January 8 — Sen. Kennedy flies the trial-lawyer skies. Sen. Edward Kennedy (D-Mass.) has accepted private-jet rides from, among others, “a powerful Texas trial lawyer with a huge stake in bills limiting liability lawsuits. … Under a well-known campaign law loophole, Kennedy was able to use the luxury jets for a fraction of their actual cost … During a western fund-raising swing last year, Kennedy hitched a ride aboard a jet provided by prominent trial lawyer John Eddie Williams Jr. (Sept. 1, May 22, Oct. 12, 2000), whose successful Houston firm has been a leader in the high-stakes tort reform fight on Capitol Hill. … Kennedy in recent years used jets from Ness Motley Loadholt Richardson and Poole (Nov. 1, 1999, Oct. 6, 2000, July 17, 2000) whose partners have been active in the liability lawsuit battle, reimbursing the firm $4,856.” (Andrew Miga, “Ted K flies on wings of high rollers”, Boston Herald, Dec. 26).

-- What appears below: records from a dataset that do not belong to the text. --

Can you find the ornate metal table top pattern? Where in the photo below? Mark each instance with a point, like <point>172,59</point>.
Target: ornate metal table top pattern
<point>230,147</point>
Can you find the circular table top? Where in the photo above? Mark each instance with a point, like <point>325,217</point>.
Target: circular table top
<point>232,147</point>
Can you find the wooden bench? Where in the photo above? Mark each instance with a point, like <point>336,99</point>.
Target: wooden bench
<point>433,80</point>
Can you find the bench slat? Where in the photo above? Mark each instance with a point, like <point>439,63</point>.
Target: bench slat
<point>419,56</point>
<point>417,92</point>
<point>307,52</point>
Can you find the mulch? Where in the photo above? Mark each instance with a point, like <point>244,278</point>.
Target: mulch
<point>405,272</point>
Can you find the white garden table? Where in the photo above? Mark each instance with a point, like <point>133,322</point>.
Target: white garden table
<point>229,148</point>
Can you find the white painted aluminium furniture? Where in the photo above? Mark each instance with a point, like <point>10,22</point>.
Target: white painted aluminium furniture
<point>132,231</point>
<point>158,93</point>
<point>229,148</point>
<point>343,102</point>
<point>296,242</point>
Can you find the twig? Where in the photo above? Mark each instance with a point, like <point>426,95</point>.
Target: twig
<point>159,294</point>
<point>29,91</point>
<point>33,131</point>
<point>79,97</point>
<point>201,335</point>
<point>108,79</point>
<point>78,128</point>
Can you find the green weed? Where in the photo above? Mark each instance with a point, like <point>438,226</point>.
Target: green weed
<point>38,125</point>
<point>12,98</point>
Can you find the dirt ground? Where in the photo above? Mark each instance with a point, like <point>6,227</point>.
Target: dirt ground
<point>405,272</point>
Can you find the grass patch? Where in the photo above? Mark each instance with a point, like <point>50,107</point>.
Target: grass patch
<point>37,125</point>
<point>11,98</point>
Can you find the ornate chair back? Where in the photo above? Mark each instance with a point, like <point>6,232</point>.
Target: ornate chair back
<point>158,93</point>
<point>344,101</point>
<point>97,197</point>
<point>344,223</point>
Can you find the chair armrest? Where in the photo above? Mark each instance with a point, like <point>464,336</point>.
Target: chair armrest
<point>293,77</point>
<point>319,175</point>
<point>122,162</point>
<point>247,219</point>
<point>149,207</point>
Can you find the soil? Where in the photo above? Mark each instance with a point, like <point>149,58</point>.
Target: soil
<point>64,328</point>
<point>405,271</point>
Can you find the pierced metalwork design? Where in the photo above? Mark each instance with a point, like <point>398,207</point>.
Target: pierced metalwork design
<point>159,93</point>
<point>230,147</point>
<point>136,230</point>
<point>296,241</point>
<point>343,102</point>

January 8 — Postrel online. Reason editor-at-large Virginia Postrel, whose commentaries are often cited in this space, has launched a weblog commentary at her “Dynamist” site. Among recent items she’s added are links that help explain why it’s too facile simply to blame “deregulation” for California’s electricity crisis (USA Today, “Prices spike as Calif. bungles deregulation”, Jan. 3; Michael Lynch, “California Scheming”, Reason Online, Jan. 4). Postrel follows a number of well-known commentators who have who have embraced the weblog format, including Mickey Kaus and Andrew Sullivan.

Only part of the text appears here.